Graceful shutdown on ctrl-c #9

jaywonchung · 2022-02-06T03:00:31Z

This PR attempts to gracefully shutdown SSH sessions when the user presses ctrl-c.

The overall flow of cancellation propagation is:

The user presses ctrl-c.
The handler closure (set by ctrlc::set_handler) assigns true to the variable cancelled: Arc<Mutex<bool>>.
The scheduling loop checks the value of cancelled at the beginning of every iteration. When true, it breaks.
All channel handles that are used to communicate with the SSH session tasks are explicitly droped.
For each SSH session task, whenever it sends or recvs from any of its channels, the channel will return an Err and the task will break out of the task execution loop.
For each SSH session, the session object will be dropped, terminating the SSH session.

As a side note, along the way, this PR fixes stream in Session by explicitly locking stdout.
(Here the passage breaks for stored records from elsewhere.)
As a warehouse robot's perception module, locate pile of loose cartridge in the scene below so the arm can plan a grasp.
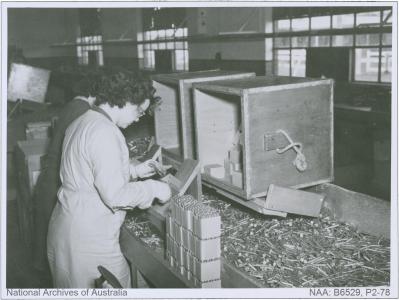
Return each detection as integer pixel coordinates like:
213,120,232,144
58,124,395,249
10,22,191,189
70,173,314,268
166,195,221,288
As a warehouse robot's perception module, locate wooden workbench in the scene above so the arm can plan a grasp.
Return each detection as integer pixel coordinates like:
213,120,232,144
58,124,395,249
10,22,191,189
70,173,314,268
120,226,263,288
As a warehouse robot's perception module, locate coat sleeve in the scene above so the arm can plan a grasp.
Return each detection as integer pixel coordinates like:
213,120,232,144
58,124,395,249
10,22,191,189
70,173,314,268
87,124,154,209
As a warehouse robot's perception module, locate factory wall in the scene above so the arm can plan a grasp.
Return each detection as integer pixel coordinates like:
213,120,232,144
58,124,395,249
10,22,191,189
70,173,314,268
187,7,272,75
8,8,78,69
101,8,142,69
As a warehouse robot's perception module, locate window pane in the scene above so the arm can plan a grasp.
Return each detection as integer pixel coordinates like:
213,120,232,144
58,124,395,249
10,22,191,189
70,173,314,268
291,49,306,77
175,28,183,37
144,31,151,41
310,16,331,30
382,33,392,45
356,11,380,26
274,20,290,32
381,48,392,82
382,10,392,24
144,51,155,69
175,50,186,71
150,30,158,41
150,43,158,50
292,18,309,31
332,35,353,47
274,37,290,48
165,29,175,38
310,35,330,47
265,38,273,61
137,45,144,58
355,48,378,81
77,46,82,57
356,33,380,46
276,50,290,76
98,51,104,66
291,36,309,48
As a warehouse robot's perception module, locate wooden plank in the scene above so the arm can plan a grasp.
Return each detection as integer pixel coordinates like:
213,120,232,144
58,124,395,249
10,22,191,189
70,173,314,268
221,257,263,288
179,71,255,158
120,226,189,288
312,183,391,238
195,76,331,95
244,85,333,198
147,157,202,237
265,184,324,217
153,81,181,152
203,181,287,218
194,90,241,173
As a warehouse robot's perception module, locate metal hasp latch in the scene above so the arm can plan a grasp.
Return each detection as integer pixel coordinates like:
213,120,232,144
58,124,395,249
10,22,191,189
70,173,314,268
265,129,308,172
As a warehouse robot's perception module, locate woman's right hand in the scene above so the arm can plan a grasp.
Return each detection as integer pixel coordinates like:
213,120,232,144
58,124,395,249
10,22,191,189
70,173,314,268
139,179,172,209
153,180,172,203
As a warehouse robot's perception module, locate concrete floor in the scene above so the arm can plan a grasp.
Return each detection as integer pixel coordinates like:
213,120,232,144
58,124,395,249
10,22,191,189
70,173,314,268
6,197,52,288
6,187,149,288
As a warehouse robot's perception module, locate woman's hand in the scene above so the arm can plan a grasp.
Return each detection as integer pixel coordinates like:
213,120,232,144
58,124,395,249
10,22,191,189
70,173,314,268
130,159,155,179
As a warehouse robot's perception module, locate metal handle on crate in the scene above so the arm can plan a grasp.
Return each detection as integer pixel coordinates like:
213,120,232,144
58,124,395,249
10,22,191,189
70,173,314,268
276,129,308,172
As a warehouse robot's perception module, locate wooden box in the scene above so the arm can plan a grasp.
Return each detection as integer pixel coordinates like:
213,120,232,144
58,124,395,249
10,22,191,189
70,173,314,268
193,76,333,200
15,139,49,247
25,121,52,140
152,70,255,158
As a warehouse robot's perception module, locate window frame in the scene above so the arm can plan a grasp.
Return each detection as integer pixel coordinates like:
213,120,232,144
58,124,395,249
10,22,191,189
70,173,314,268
273,7,393,85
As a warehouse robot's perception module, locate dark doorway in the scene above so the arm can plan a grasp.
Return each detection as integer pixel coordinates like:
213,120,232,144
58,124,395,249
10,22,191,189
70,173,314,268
155,50,173,73
306,48,350,81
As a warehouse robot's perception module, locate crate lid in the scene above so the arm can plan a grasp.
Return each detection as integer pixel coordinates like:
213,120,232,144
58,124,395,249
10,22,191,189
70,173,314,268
17,139,50,156
26,121,51,128
194,76,333,95
151,70,255,84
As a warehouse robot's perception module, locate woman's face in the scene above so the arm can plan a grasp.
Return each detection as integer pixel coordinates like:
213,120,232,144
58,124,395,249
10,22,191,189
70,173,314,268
117,99,150,129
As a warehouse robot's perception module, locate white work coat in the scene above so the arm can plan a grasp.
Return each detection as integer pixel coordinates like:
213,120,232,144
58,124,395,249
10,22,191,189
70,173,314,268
47,110,153,288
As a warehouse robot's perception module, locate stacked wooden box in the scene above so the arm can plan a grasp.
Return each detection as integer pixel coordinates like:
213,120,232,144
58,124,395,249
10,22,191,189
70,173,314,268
15,139,49,247
193,76,333,200
152,70,255,158
25,121,52,140
166,195,221,288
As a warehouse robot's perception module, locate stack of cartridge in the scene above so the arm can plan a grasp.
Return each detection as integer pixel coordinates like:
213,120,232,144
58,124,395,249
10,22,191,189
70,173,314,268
166,195,221,288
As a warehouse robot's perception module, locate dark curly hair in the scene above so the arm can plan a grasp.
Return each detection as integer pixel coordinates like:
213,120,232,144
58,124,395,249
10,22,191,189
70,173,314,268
95,70,160,114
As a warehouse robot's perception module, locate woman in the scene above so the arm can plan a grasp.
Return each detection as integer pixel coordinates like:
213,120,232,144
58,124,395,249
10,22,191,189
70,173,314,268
47,73,171,288
33,70,98,278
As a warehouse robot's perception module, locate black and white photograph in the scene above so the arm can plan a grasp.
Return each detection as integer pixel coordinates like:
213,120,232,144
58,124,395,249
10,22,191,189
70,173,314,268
0,1,399,299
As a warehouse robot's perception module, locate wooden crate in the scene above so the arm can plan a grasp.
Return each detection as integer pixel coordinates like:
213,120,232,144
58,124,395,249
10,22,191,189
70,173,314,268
193,76,333,200
15,139,49,247
25,121,52,140
152,70,255,158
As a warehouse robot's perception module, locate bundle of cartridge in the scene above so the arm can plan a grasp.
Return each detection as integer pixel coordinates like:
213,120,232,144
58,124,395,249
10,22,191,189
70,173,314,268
166,195,221,288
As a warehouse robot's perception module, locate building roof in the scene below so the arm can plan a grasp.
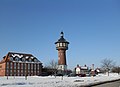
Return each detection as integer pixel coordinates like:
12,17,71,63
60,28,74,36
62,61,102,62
1,52,41,63
55,32,69,44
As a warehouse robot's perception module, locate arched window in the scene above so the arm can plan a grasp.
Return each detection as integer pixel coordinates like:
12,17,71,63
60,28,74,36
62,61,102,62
22,58,25,62
15,57,19,61
10,57,13,61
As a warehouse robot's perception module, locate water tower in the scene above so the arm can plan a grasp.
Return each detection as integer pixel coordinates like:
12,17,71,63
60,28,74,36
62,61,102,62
55,32,69,73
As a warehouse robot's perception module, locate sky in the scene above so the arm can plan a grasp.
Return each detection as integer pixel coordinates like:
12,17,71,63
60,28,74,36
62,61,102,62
0,0,120,69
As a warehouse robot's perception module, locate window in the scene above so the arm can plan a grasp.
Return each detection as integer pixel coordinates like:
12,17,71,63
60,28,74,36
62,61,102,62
29,58,32,62
31,64,33,69
22,58,25,62
28,64,30,69
60,43,62,47
14,63,16,69
18,63,20,69
10,57,13,61
0,65,2,68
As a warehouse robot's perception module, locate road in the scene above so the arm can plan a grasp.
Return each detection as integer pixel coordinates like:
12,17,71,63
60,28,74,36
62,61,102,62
92,80,120,87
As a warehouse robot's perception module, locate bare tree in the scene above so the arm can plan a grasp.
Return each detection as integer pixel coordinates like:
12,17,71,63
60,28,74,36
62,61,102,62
101,58,115,76
112,66,120,75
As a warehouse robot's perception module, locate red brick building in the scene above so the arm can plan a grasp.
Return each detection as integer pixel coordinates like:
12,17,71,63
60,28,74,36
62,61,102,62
0,52,42,76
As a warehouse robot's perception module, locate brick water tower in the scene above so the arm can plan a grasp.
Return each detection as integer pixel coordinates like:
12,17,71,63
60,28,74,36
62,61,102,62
55,32,69,74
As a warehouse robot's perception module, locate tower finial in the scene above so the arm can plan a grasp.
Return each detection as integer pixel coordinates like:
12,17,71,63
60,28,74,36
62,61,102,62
61,31,64,37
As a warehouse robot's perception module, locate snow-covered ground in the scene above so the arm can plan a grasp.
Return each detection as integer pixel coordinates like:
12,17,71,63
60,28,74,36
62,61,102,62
0,74,120,87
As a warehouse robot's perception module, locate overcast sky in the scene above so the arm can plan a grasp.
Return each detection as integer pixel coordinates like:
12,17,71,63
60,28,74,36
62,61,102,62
0,0,120,69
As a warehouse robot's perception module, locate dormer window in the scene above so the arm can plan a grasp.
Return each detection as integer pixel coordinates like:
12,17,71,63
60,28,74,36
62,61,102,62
10,57,13,61
22,58,25,62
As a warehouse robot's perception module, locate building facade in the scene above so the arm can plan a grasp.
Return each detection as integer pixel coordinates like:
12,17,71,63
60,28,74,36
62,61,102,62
55,32,69,72
0,52,42,76
75,65,89,76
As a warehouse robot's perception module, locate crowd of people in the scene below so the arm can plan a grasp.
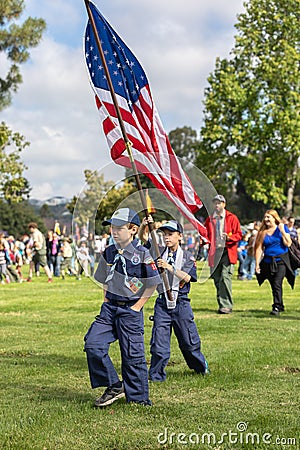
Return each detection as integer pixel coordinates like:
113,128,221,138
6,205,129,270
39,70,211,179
0,212,300,284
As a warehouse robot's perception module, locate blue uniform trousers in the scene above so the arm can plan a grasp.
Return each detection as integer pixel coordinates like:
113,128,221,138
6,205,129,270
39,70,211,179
84,302,149,402
149,297,206,381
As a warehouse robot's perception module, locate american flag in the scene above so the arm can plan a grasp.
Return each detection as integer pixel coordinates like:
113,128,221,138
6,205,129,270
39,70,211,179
85,2,207,239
Without this, multiple calls to print! and println! are not coalesced. This lead to output lines from different commands mixing with each other.

Closes #3.

@NobodyXu Will you be interested in reviewing? Just asking since you have reviewed a lot of my code recently (and it benefited both me and Pegasus so much). Plus, I can add you as a collaborator if you'd like :)

src/main.rs

src/session.rs

NobodyXu · 2022-02-06T03:10:10Z

Cargo.toml

@@ -21,3 +21,4 @@ handlebars = "3"
 colored = "2"
 colourado = "0.2.0"
 memchr = "2.4.1"
+ctrlc = "3.2.1"


You can use tokio::signal::ctrl_c instead by enabling feature signal on dependency tokio.

It removes the need to use tokio::sync::Mutex<Bool> or tokio::sync::Notify altogether,

Oh god tokio has a lot of things. Are you thinking of something like this?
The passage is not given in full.